My understanding is this is a FUD meme that has been passed around. Async isn't finished yet, but was debated for years and considered with incredible care and input from the community.
I don't know if that's FUD or not, but personally async turns rust in a language within a language: core rust is interoperable with everything via C FFI, you can build on top of existing stuff. But if you let async rust lure you with its (well deserved) appeal, you end up in a parallel universe, where everything is pure rust.
Surely you want to use the pure rust async aware postgres client and the pure rust grpc implementation, but with async that's not a free choice.
You now have to deal with the fact that these (actually often quite well written) reimplementations often lag quite a bit in functionality.
For example you think you can just use some boring technology like a RDBMS but then you discover that pgbouncer doesn't really work well with sqlx. Similar stories for gRPC and other stuff.
Don't get me wrong, I'm not saying that's because async implementation is bad or it hasn't been well thought out. Other languages make other tradeoffs (e.g. Go detects blocking syscalls and increases the size of the thread pool, which makes it a bit easier to accomodate blocking FFI with the core async model, but that comes with a price).

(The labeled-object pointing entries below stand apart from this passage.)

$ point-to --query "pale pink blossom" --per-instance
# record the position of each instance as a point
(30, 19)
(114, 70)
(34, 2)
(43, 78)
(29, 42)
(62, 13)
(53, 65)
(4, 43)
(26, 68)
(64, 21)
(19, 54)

What I'm saying is that in practice async rust feels like another language, a language built on top of rust, that looks like rust, that can call rust, but effectively creates its own ecosystem. The problem is compounded by the fact that it's still called rust, and often you can write libraries that can do a bit of async or not based on optional features.
It's probably all unavoidable and for the better, but it does add a source of fatigue that must be acknowledged and not dismissed as FUD.
I think async creates a mini-language within _any_ language, i.e. the whole what-color-is-your-function problem. It's turtles all the way down or nothing.
In return, of course, you get a style of concurrency that tends to be much easier to reason about and much less prone to subtle bugs than traditional preemptive multitasking.
Whether that tradeoff is worth it is obviously very dependent on the particular situation.
It doesn't. You can call non-async Rust and C from async Rust just fine. You just have to be beware of calling blocking things if you're not in a context where blocking is ok (i.e. in a CPU work pool thread).
I'm not sure what the GP meant, to be honest. Async "colored" code does have an tendency to "infect" more and more of your codebase, but you can still write and integrate big chunks of non-async code (e.g. a parser or a network protocol) if you're mindful about your design.
Sure, you can technically call other rust code from async rust and thus you can also technically call C code via FFI, but if that code blocks you have a problem. There are ways around it but they are hard to use and create the pressure towards just rewriting the whole thing in rust.
I could be wrong though. The reason I like to discuss these things here is the opportunity to be proven wrong by someone who knows more and offers a counter-example
Yes you can. And this will create threads on demand as needed.
But you need to know when you must call this and when it's ok to not call it.
The type system won't help you with that. But if you forget to call it you can cause starvation and if you call it too often you may create too many threads.
What I see in the ecosystem is that such tricks are perceived as hacks and that it would be just better if one could just write a pure rust reimpl.
Surely there are enough reasons that drive people to reimplements stuff in rust. I think this aspect of async nudges people even further into that though.
My understanding is this is a FUD meme that has been passed around. Async isn't finished yet, but was debated for years and considered with incredible care and input from the community.